但是,关于这个主题有一个 interesting discussion,而且根据发音,它似乎应该折叠成 a
而不是 e
:
A quick search on English or French Wikipedia, where it currently gets folded, shows that it gets folded to an a! I would have expected an e based on orthography, but a makes sense in terms of pronunciation (in English, at least).
还有人甚至认为a
和e
都没有意义:
That seems like a really bad decision. I don't think ə should fold to either of a or e.

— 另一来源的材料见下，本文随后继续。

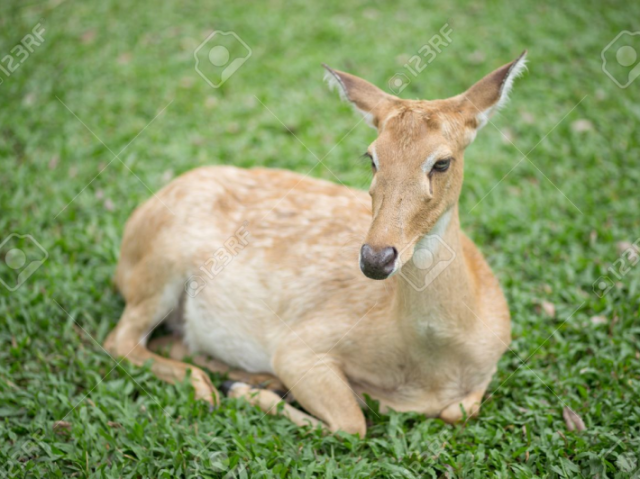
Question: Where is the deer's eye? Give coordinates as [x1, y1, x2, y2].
[432, 158, 451, 173]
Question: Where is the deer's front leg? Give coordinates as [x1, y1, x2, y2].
[273, 348, 367, 437]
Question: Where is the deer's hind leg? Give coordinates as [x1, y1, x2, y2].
[149, 335, 287, 394]
[104, 264, 220, 404]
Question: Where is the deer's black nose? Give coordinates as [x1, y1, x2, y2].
[360, 244, 398, 279]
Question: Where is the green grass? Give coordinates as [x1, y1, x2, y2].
[0, 0, 640, 478]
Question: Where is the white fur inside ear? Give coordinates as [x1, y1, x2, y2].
[477, 53, 527, 130]
[324, 70, 376, 129]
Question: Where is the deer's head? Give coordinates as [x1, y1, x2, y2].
[325, 52, 526, 279]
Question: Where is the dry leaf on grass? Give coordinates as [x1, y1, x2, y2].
[562, 406, 587, 431]
[541, 301, 556, 318]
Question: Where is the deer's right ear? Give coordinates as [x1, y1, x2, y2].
[322, 64, 398, 128]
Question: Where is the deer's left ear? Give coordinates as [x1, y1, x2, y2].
[322, 64, 399, 128]
[461, 50, 527, 130]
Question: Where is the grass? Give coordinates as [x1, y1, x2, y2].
[0, 0, 640, 478]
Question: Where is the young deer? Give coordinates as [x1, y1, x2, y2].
[105, 52, 526, 436]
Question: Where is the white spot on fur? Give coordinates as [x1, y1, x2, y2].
[371, 145, 380, 170]
[414, 209, 452, 256]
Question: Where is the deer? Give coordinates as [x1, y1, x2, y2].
[104, 51, 527, 437]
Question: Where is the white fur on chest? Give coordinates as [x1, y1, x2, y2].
[184, 291, 273, 373]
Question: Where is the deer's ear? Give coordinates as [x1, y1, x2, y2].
[322, 64, 399, 128]
[462, 50, 527, 130]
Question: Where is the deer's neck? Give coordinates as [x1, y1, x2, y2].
[395, 205, 474, 336]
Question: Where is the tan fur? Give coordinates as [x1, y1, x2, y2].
[105, 54, 521, 435]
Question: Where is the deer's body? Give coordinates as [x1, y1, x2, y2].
[105, 53, 524, 434]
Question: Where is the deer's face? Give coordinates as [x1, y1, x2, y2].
[327, 54, 524, 279]
[360, 101, 468, 279]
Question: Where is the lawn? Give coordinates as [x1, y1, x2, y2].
[0, 0, 640, 479]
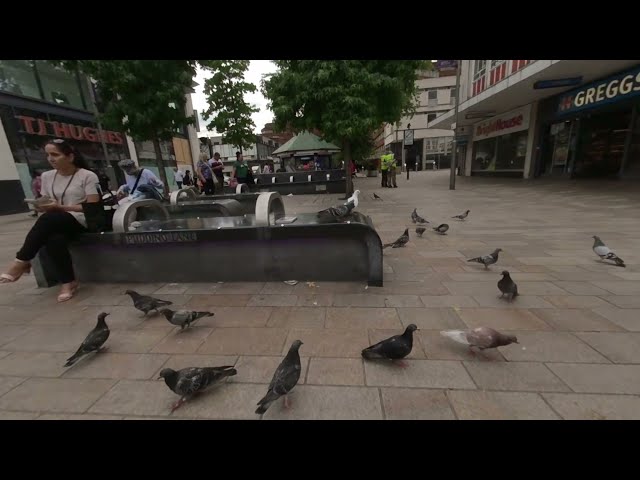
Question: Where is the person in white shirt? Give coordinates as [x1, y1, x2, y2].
[173, 167, 184, 188]
[0, 138, 100, 302]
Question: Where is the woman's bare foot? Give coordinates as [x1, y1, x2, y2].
[0, 259, 31, 283]
[58, 281, 78, 302]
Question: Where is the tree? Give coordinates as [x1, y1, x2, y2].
[200, 60, 260, 152]
[262, 60, 429, 195]
[54, 60, 196, 192]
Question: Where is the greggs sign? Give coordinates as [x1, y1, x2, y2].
[557, 67, 640, 115]
[473, 105, 531, 141]
[16, 115, 124, 145]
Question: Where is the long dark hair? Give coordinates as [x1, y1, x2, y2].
[47, 138, 89, 170]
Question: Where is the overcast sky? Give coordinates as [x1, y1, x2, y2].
[191, 60, 276, 133]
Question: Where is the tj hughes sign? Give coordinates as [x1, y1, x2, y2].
[557, 67, 640, 115]
[473, 105, 531, 141]
[16, 115, 124, 145]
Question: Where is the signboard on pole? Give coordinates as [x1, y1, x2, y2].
[404, 130, 413, 146]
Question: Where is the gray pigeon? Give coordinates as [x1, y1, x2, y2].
[498, 270, 518, 302]
[158, 365, 238, 412]
[382, 228, 409, 249]
[411, 208, 429, 223]
[316, 199, 356, 221]
[64, 312, 110, 367]
[593, 235, 626, 268]
[256, 340, 302, 415]
[124, 290, 173, 315]
[362, 323, 418, 367]
[440, 327, 518, 354]
[467, 248, 502, 270]
[433, 223, 449, 235]
[160, 308, 214, 330]
[451, 210, 471, 220]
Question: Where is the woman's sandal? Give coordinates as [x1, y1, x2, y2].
[58, 284, 78, 303]
[0, 258, 31, 284]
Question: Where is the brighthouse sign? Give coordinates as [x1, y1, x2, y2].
[473, 105, 531, 141]
[557, 67, 640, 115]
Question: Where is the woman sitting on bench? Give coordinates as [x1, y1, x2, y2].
[0, 139, 100, 302]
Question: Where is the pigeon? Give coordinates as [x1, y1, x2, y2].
[124, 290, 173, 315]
[451, 210, 471, 220]
[498, 270, 518, 302]
[344, 190, 360, 208]
[64, 312, 110, 367]
[362, 323, 418, 367]
[160, 308, 214, 330]
[467, 248, 502, 270]
[593, 235, 626, 268]
[382, 228, 409, 249]
[411, 208, 429, 223]
[158, 365, 238, 413]
[316, 200, 356, 220]
[256, 340, 302, 415]
[440, 327, 518, 354]
[433, 223, 449, 235]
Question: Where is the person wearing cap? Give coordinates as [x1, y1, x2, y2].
[231, 152, 253, 184]
[116, 158, 164, 200]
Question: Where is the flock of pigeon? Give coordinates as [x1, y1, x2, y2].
[57, 190, 625, 415]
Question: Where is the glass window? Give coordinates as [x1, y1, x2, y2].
[471, 137, 496, 171]
[37, 61, 86, 109]
[496, 131, 528, 170]
[0, 60, 41, 98]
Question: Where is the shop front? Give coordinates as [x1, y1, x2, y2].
[0, 94, 130, 213]
[467, 105, 531, 177]
[537, 66, 640, 178]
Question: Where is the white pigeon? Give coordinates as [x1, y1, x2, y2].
[345, 190, 360, 208]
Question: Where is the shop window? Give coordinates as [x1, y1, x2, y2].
[0, 60, 40, 98]
[471, 137, 496, 170]
[496, 131, 528, 170]
[37, 61, 86, 109]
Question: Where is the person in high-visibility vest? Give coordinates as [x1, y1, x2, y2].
[380, 155, 389, 188]
[387, 153, 398, 188]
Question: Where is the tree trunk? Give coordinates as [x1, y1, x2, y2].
[153, 138, 170, 197]
[342, 140, 353, 198]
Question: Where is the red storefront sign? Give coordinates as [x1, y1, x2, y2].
[16, 115, 124, 145]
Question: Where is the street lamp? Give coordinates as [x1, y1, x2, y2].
[449, 60, 462, 190]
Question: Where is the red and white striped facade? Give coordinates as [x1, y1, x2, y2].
[469, 60, 535, 97]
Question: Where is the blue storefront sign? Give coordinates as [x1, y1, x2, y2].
[556, 66, 640, 115]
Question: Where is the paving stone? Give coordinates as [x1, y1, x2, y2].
[325, 307, 402, 329]
[547, 363, 640, 395]
[542, 393, 640, 420]
[576, 332, 640, 363]
[447, 390, 558, 420]
[381, 388, 455, 420]
[501, 332, 609, 363]
[464, 362, 569, 392]
[458, 308, 551, 330]
[531, 307, 624, 332]
[263, 385, 382, 420]
[0, 378, 115, 413]
[364, 360, 475, 389]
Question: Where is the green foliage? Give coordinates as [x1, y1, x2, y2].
[200, 60, 259, 150]
[262, 60, 428, 193]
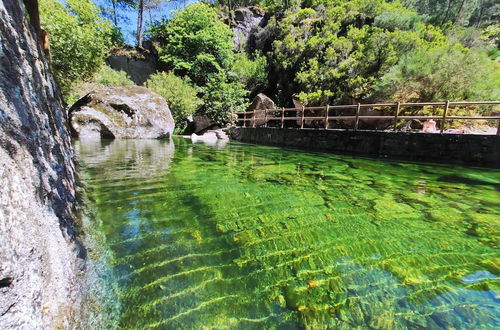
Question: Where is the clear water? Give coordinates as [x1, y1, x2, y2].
[75, 140, 500, 329]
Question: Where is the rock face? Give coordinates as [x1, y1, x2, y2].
[0, 1, 81, 329]
[247, 93, 275, 126]
[233, 6, 266, 51]
[69, 86, 175, 139]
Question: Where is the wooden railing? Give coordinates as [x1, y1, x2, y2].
[236, 101, 500, 135]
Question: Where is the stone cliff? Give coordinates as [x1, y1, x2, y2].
[0, 0, 85, 329]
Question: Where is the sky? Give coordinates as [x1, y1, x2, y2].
[91, 0, 198, 45]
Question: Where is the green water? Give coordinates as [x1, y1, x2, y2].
[75, 139, 500, 329]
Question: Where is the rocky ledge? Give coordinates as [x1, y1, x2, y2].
[69, 86, 175, 139]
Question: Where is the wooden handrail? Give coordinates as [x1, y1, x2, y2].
[236, 101, 500, 135]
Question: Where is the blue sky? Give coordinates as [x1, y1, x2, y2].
[91, 0, 197, 45]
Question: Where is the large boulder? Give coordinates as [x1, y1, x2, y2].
[246, 93, 275, 126]
[69, 86, 174, 139]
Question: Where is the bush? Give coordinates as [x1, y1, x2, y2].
[201, 74, 247, 126]
[149, 2, 234, 86]
[40, 0, 113, 95]
[376, 45, 500, 102]
[146, 72, 201, 124]
[148, 2, 248, 125]
[65, 65, 135, 105]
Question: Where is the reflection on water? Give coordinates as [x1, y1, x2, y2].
[75, 140, 500, 329]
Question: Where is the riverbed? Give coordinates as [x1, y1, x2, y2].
[74, 139, 500, 329]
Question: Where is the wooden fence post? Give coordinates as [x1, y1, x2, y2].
[325, 105, 330, 129]
[354, 103, 361, 131]
[394, 102, 401, 131]
[440, 101, 450, 134]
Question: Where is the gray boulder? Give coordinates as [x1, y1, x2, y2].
[69, 86, 175, 139]
[191, 114, 216, 134]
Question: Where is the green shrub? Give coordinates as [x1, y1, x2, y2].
[65, 65, 135, 105]
[39, 0, 113, 95]
[376, 45, 500, 102]
[149, 2, 234, 86]
[201, 74, 247, 126]
[146, 72, 201, 124]
[148, 2, 246, 125]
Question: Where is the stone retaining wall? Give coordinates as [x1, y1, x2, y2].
[229, 127, 500, 168]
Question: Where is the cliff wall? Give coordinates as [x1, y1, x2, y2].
[0, 0, 81, 329]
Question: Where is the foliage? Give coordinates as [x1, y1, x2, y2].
[40, 0, 112, 94]
[272, 0, 446, 105]
[233, 53, 267, 93]
[403, 0, 500, 27]
[201, 74, 247, 125]
[149, 2, 248, 125]
[149, 2, 234, 86]
[377, 45, 500, 102]
[146, 72, 201, 126]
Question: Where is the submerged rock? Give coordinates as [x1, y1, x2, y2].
[69, 86, 175, 139]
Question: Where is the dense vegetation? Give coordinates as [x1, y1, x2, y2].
[39, 0, 113, 94]
[41, 0, 500, 124]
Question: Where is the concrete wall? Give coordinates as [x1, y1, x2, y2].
[230, 127, 500, 168]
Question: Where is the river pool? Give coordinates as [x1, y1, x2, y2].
[75, 139, 500, 329]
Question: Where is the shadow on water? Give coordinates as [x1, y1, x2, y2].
[75, 139, 500, 329]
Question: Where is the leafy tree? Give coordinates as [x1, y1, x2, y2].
[146, 72, 201, 123]
[403, 0, 500, 27]
[65, 65, 135, 105]
[376, 45, 500, 102]
[149, 3, 234, 86]
[272, 0, 446, 105]
[201, 73, 247, 125]
[40, 0, 112, 94]
[149, 2, 246, 125]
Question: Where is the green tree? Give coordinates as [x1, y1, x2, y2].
[146, 72, 201, 123]
[272, 0, 446, 105]
[149, 2, 234, 86]
[201, 73, 247, 125]
[40, 0, 112, 94]
[376, 45, 500, 102]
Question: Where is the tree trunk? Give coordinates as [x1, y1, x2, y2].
[137, 0, 144, 48]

反正我觉得没有办法了,只能用char_filter或者extending the ASCIIFoldingFilter
,自己打包成ES分析插件。
ASCII 折叠标记过滤器将“Ə”/“ə”(U+018F / U+0259) 个字符折叠为 "A"/"a"。我需要修改或添加 fold 到 "E"/"e"。 char_filter
没有帮助,也没有保留原始内容
添加分析器:
curl -XPUT 'localshot:9200/myix/_settings?pretty' -H 'Content-Type: application/json' -d'
{
"analysis" : {
"analyzer" : {
"default" : {
"tokenizer" : "standard",
"filter" : ["standard", "my_ascii_folding"]
}
},
"filter" : {
"my_ascii_folding" : {
"type" : "asciifolding",
"preserve_original" : true
}
}
}
}
'
测试结果:
http://localhost:9200/myix/_analyze?text=üöğıəçşi_ÜÖĞIƏÇŞİ&filter=my_ascii_folding
{
"tokens": [
{
"token": "uogiacsi_UOGIACSI",
"start_offset": 0,
"end_offset": 17,
"type": "<ALPHANUM>",
"position": 0
},
{
"token": "üöğıəçşi_ÜÖĞIƏÇŞİ",
"start_offset": 0,
"end_offset": 17,
"type": "<ALPHANUM>",
"position": 0
}
]
}
当查看 Lucene 的 ASCIIFoldingFilter.java
source file, it doesn indeed seem like Ə
gets folded into an E
and not a A
. Even the ICU folding filter 时,它是 asciifolding
类固醇,做同样的折叠。
但是,关于这个主题有一个 interesting discussion,而且根据发音,它似乎应该折叠成 a
而不是 e
:
A quick search on English or French Wikipedia, where it currently gets folded, shows that it gets folded to an a! I would have expected an e based on orthography, but a makes sense in terms of pronunciation (in English, at least).
还有人甚至认为a
和e
都没有意义:
That seems like a really bad decision. I don't think ə should fold to either of a or e.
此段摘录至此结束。